Devon came up with the idea for Mooncycle Bakery last summer after her hen party. In a blog post she recalls how her husband, a baker, made a delicious chocolate cake for everyone. One friend, who was on her period, described it as so good "I almost cried". It inspired Devon to explore the healing, comforting power of food.  

The idea that brownies could be good for you is pretty exciting.

So, do they really work?

Angelique Panagos, a nutritionist who specialises in hormonal imbalance, says that magnesium can help relax muscles, which may relieve cramps, while ginger could help ease the nausea that period pain often causes.

She told BBC Three, "These brownies may help a little with alleviating symptoms, but I am not sure that they will work alone." They're unlikely to fully replace your stash of painkillers.

So, by all means cheer yourself up with some freshly baked brownies, but take their healing powers with a pinch of salt (or ice cream?).

And, if brownies aren't your thing, maybe one of these cures will hold more appeal?

Love drugs

Studies have shown viagra can help with period painGetty Images
Studies have shown viagra can help with period pain

Yes, really.

According to a US study, Sildenafil citrate, sold under the brand name Viagra to treat erectile dysfunction, may also relieve menstrual cramps.

Researchers recruited women age 18 to 35 and gave the drug vaginally (you didn't think it was taken orally, did you?). Needless to say, we very much recommend checking with your doctor before considering this one.

The scientists who carried out the study noted that they didn't know for sure how the pills helped with the pain, but their best guess was that it was down to the increased blood flow to the area.

Shocking yourself

This seems a bit extreme to us, but an electro-shock machine for period pains raised more than $1m on IndieGogo in 2016.

The small device uses TENS - transcutaneous electrical nerve stimulation - which is used for mild pain relief.

Don't feel like electrocuting yourself with an expensive device?

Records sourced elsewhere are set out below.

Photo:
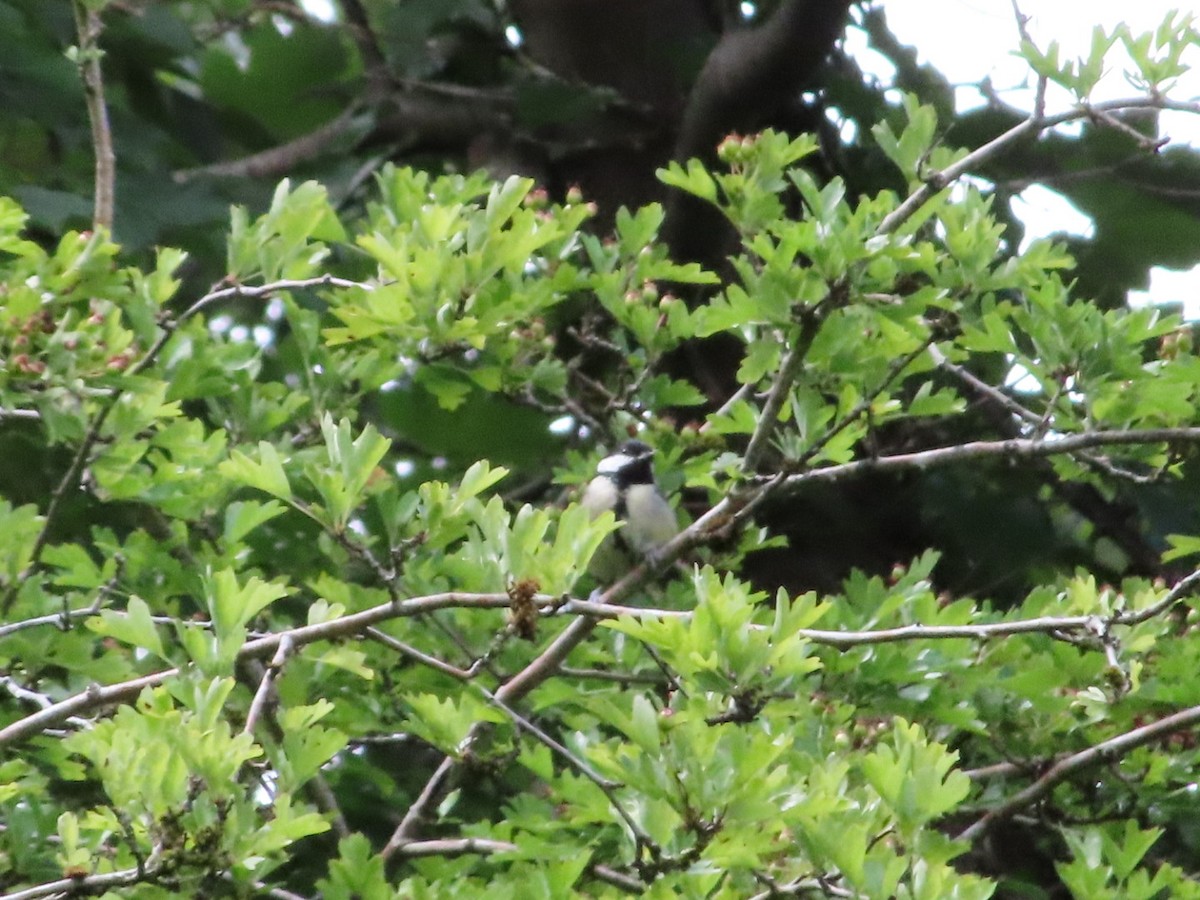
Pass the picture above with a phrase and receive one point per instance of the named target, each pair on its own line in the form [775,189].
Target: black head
[635,449]
[631,465]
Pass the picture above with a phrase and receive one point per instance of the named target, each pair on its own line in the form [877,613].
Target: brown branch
[940,180]
[1009,449]
[91,883]
[264,687]
[461,846]
[88,55]
[1104,751]
[277,160]
[71,477]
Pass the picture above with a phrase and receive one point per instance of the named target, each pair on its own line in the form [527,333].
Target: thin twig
[88,30]
[264,687]
[71,477]
[1099,753]
[591,612]
[97,883]
[1035,123]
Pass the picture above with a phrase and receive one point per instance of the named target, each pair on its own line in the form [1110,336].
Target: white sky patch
[321,10]
[1045,213]
[1168,286]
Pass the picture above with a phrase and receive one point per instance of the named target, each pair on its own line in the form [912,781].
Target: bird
[624,484]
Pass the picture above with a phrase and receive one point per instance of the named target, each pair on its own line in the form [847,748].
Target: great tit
[624,484]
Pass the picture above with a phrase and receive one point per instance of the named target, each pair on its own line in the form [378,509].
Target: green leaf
[265,474]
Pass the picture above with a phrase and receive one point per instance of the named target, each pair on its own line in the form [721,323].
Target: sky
[970,40]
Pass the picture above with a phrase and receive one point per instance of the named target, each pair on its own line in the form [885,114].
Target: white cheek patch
[600,495]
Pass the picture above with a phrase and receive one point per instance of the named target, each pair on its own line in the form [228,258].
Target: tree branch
[1037,121]
[71,477]
[88,30]
[1062,769]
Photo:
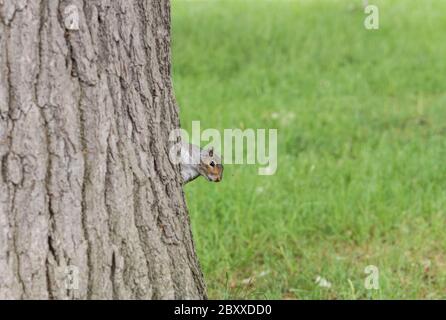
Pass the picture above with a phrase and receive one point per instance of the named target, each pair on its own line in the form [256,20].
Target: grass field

Then let's move on to...

Bedroom gymnastics

Wahey!

If your cramps are really bad, getting down and dirty might be the last thing on your mind.

But hear us out.

According to medical experts, orgasm causes blood to rush to your uterus, which helps ease cramping. It also causes your body to release oxytocin, dopamine and endorphins which have pain-relieving effects.

Rachel Newman, MD, a specialist in obstetrics and gynaecology at the University of California, Irvine, has told BBC Three in the past, “When you have intercourse, your body releases oxytocin, which is the 'bonding' hormone, and also the hormone that is released during labour to help your uterus contract down. It makes sense that this may bring some relief from cramps."

If you don’t have someone you can call on to help you out, masturbation works just as well.

Burning a toad

Okay, please do not actually do this.

But in the Middle Ages, women were sometimes advised to find a toad, burn it in a pot, and then put the ashes in a pouch.

According to the historian Amy Licence, you'd then have to wear the pouch near your vagina, and voila - the poor critter's remains would have relieved you of your pain by 'cleansing' your nether regions.